How to stay safe during thunder and lightning as Met Office issues weather warnings


Thunderstorms and heavy rain are set to hit large parts of the UK on Monday after a weekend of soaring temperatures.

Saturday was the hottest day of the year so far, with 32.2C recorded in Chertsey, Surrey, as most of the country basked in warm weather, although some areas experienced heavy rainfall.

But the Met Office has issued four yellow warnings for thunderstorms from midday until 9pm on Monday that cover parts of Scotland, Northern Ireland, much of southern England and the Midlands and most of Wales.

It warned of sudden flooding in those areas and potential transport difficulties.

A yellow warning for rain has also been issued covering southern parts of England and Wales until 9am on Monday.

What are the dangers of thunder and lightning?

According to advice from the Met Office, thunderstorms in the UK in summer are most likely to produce large, gusty winds and torrential downpours.

It said the dangers that come with this are hazardous driving conditions, decreased visibility, standing water and lightning.

The Met Office said there are several myths around lighting - such as lightning never strikes the same place twice or it always strikes the tallest object - both are incorrect.

Lightning strikes the best conductor on the ground whether it has been struck before or not.

How can you stay safe during a thunderstorm?

The Met Office says you should seek shelter if possible before a thunderstorm.

"When you hear thunder you are already within range of where the next ground flash may occur, lightning can strike as far as 10 miles away from the centre of a storm," it said.

Because telephone lines can conduct electricity, you should avoid using the landline during a thunderstorm, except in an emergency.

People relax in deckchairs at St James's Park in central London.
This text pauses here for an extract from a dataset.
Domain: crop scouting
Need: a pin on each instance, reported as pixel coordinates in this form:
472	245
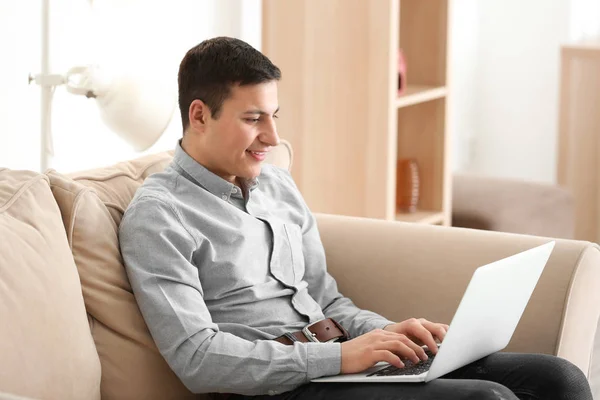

The Met Office has issued guidance that most of the UK will meet heatwave criteria next week, and an amber alert for hot weather for hot weather has been issued by the UK Health Security Agency (UKHSA). Picture date: Sunday June 11, 2023. (Photo by Jeff Moore/PA Images via Getty Images)
People relax in deckchairs in central London on Sunday. (PA Images via Getty Images) (Jeff Moore - PA Images via Getty Images)

If you are caught outside in a thunderstorm, avoid water and find a low-lying open place that is a safe distance away from trees, poles or metal objects.

If you are in an exposed location, you should squat close to the ground with your hands on your knees and your head tucked between them, so you are touching as little of the ground with your body as possible. Do not lie on the ground, the Met Office says.

What should you avoid during thunder and lightning?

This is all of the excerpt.